Lahey Grubu’nun internet sitesinde yayımlanan bilgiye göre, Türkiye’nin bu katılımı, BMDHS’ye ilişkin uzun süredir devam eden hukuki pozisyonunda bir değişiklik anlamına gelmiyor. Konulan şerh, bildirinin yalnızca BMDHS’ye atıf yapan kısımlarını kapsamakta olup, maddelerin geri kalanındaki taahhütleri etkilememektedir.
Bildirinin Tartışmalı Maddeleri
Türkiye’nin şerh koyduğu ortak bildirinin ikinci ve üçüncü maddeleri, İsrail’e silah ve mühimmat sevkiyatını engellemeye yönelik adımları içeriyor. Bu maddeler şu şekildedir:
Madde 2: Gemilerin İsrail’e silah, mühimmat, askeri yakıt ve çift kullanımlı malzeme taşıma riski bulunan durumlarda, kendi yetki alanımızda, BMDHS dahil uluslararası hukuka uygun olarak, gemilerin limanlarımıza geçişine, demirlemesine ve hizmet almasına engel olunması.
Madde 3: Bayrağımızı taşıyan gemilerle İsrail’e silah ve benzeri malzemelerin taşınmasının önlenmesi; bu yasağın ihlali halinde bayraktan çıkarma dahil tam hesap verebilirlik sağlanması ve bu süreçte BMDHS dahil uluslararası hukuka riayet edilmesi.
Bogota Bildirisi, ayrı bir eylem planı sunmak yerine, bu gibi önlemleri doğrudan metin içinde sıralamaktadır.
Bakan Fidan Konuya Açıklık Getirmişti
Dışişleri Bakanı Hakan Fidan, 25 Temmuz’da katıldığı bir televizyon programında, Türkiye’nin bildiriye imza atmadığı yönündeki iddiaları yanıtlamıştı. Fidan, metnin son imza tarihinin 30 Eylül olduğunu ve BMDHS’ye yapılan atıflar nedeniyle bir istişare süreci yürütüldüğünü vurguladı.
Bakan Fidan, “Ege Denizi’ndeki statü sorunu çözülmediği için Türkiye BMDHS’ye taraf değil. Uluslararası hukukçularımızla görüşerek gerekli şerhi koyduk ve bu şerhle bildiriyi tanımakta bir sorun görmedik,” ifadelerini kullanmıştı.

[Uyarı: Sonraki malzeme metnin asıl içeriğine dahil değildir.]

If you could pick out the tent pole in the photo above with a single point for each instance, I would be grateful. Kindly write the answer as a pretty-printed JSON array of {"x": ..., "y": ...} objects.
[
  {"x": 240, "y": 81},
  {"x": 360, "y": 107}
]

Türkiye’nin BMDHS’ye Yönelik Köklü Tutumu
10 Aralık 1982 tarihli BMDHS, Ege gibi yarı kapalı ve özel coğrafi koşullara sahip denizlerin hassasiyetlerini göz ardı etmektedir. Türkiye, sözleşmenin özellikle karasularının genişliği (Madde 3) ve adaların rejimi (Madde 121) gibi hükümlerinin, Ege’yi bir “Yunan gölüne” çevirebileceği endişesiyle bu sözleşmeye taraf olmamıştır.
Eğer BMDHS Ege’de uygulanırsa, Yunanistan’ın karasularını 12 deniz miline çıkarma hakkı doğabilir ve bu durum, Ege Denizi’nin yaklaşık yüzde 70’inin Yunan karasuları haline gelmesiyle sonuçlanabilir. Bu nedenle Türkiye, BMDHS’ye doğrudan veya dolaylı atıf yapan tüm uluslararası belgelere karşı temkinli bir yaklaşım sergilemektedir. Bu tutarlı politika, söz konusu hükümlerin uluslararası bir örf ve adet hukuku kuralı haline gelmesini de engellemektedir.